Dalam peninjauan tersebut, Khofifah melakukan panen ikan nila dan sayuran pakcoy serta melihat budi daya sawi samhong yang telah berusia 31 hari dan siap dipanen.

SIKAP Terintegrasi dengan Pembelajaran

Program SIKAP tidak hanya menjadi kegiatan tambahan di lingkungan sekolah, tetapi juga diintegrasikan ke dalam pembelajaran Produk Kreatif dan Kewirausahaan (PKWU), khususnya bagi siswa kelas XI.

Para siswa dilibatkan langsung dalam berbagai tahapan budi daya komoditas pangan, mulai dari pembibitan, perawatan, hingga pemanenan.

Setelah panen, pembelajaran dilanjutkan dengan proses pengemasan hingga pemberian label pada produk yang dihasilkan.

"Tidak hanya belajar menanam, anak-anak juga belajar mengemas produk hasil budi daya secara menarik dengan label program SIKAP, sebagai bagian dari pembelajaran nilai tambah dan kewirausahaan," ujar Khofifah.

Melalui rangkaian tersebut, siswa tidak hanya memperoleh pengetahuan mengenai cara menghasilkan pangan, tetapi juga mempelajari peningkatan nilai tambah produk hasil budi daya.

Proses pengemasan dan pelabelan produk sekaligus menjadi sarana bagi siswa untuk memperoleh pengalaman dalam bidang kewirausahaan.

Khofifah Harap SIKAP Bekali Siswa untuk Masa Depan

Khofifah berharap program SIKAP dapat membentuk kemandirian peserta didik melalui pengalaman praktik secara langsung sekaligus meningkatkan kreativitas dan keterampilan serta menumbuhkan jiwa kewirausahaan.

Para siswa mendapatkan pengalaman mulai dari tahapan produksi hingga pengolahan hasil sehingga dapat memahami proses pengembangan produk secara lebih menyeluruh.
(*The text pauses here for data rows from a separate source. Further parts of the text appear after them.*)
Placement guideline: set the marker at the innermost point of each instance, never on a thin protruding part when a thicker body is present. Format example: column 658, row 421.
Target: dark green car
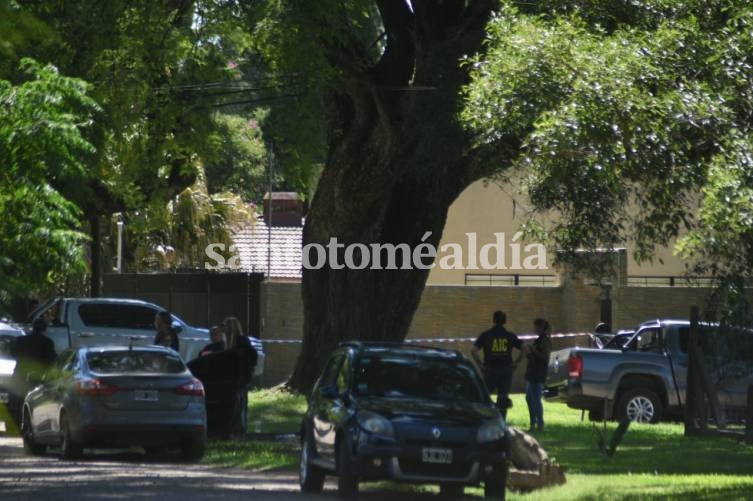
column 405, row 413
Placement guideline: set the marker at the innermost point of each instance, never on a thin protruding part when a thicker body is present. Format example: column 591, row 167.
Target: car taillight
column 95, row 388
column 575, row 367
column 194, row 388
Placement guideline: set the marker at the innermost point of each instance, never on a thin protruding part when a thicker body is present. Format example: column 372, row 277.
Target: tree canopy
column 43, row 123
column 642, row 105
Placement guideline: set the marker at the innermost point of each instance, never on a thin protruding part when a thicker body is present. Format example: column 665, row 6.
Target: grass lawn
column 652, row 462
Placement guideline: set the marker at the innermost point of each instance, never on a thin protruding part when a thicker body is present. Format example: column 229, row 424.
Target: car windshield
column 111, row 362
column 6, row 345
column 417, row 377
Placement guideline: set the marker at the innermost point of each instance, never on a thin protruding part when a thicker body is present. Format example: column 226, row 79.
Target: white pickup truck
column 75, row 322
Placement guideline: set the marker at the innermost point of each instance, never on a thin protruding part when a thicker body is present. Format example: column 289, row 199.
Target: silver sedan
column 116, row 396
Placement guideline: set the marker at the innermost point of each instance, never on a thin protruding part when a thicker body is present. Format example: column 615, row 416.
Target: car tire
column 27, row 433
column 69, row 449
column 451, row 491
column 310, row 477
column 640, row 405
column 194, row 449
column 594, row 415
column 347, row 480
column 495, row 484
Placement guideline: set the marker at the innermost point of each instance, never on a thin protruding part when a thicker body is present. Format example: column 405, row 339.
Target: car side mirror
column 329, row 392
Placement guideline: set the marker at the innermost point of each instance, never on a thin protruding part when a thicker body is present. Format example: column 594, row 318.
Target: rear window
column 136, row 362
column 6, row 345
column 119, row 316
column 417, row 377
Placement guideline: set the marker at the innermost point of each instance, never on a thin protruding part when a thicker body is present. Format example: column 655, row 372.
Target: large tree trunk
column 397, row 159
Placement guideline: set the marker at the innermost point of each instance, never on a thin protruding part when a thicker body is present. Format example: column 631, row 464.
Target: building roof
column 251, row 246
column 282, row 195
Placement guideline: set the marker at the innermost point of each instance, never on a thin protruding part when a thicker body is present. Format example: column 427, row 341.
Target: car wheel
column 496, row 483
column 594, row 415
column 451, row 491
column 69, row 449
column 641, row 405
column 194, row 449
column 27, row 432
column 311, row 478
column 347, row 480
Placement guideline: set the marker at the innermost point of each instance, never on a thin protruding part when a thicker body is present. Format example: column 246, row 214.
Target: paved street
column 128, row 475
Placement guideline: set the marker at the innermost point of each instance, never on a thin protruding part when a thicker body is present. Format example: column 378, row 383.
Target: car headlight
column 376, row 424
column 491, row 431
column 7, row 367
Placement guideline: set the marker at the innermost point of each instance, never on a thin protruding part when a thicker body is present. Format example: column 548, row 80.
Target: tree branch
column 398, row 61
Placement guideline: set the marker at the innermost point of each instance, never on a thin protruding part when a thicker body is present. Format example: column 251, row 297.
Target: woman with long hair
column 536, row 373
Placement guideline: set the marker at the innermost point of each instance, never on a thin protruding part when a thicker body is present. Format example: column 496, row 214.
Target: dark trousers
column 500, row 380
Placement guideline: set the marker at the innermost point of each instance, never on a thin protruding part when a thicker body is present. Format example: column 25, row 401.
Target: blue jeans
column 534, row 391
column 500, row 380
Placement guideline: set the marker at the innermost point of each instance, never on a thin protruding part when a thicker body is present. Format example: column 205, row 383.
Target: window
column 149, row 362
column 417, row 378
column 684, row 339
column 124, row 316
column 649, row 340
column 343, row 376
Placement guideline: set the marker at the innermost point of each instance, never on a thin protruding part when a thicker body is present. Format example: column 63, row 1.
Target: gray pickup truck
column 646, row 379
"Harapannya, anak-anak yang terlibat langsung dalam proses produksi dari hulu hingga hilir, tidak hanya memiliki pengetahuan, tapi juga pengalaman dan keterampilan yang dapat menjadi bekal untuk menghadapi masa depan," kata Khofifah.

Melalui program SIKAP, sekolah diharapkan tidak hanya menjadi tempat pembelajaran akademik, tetapi juga menjadi ruang membangun ketahanan pangan sekaligus membekali siswa dengan keterampilan praktis dan kewirausahaan untuk masa depan.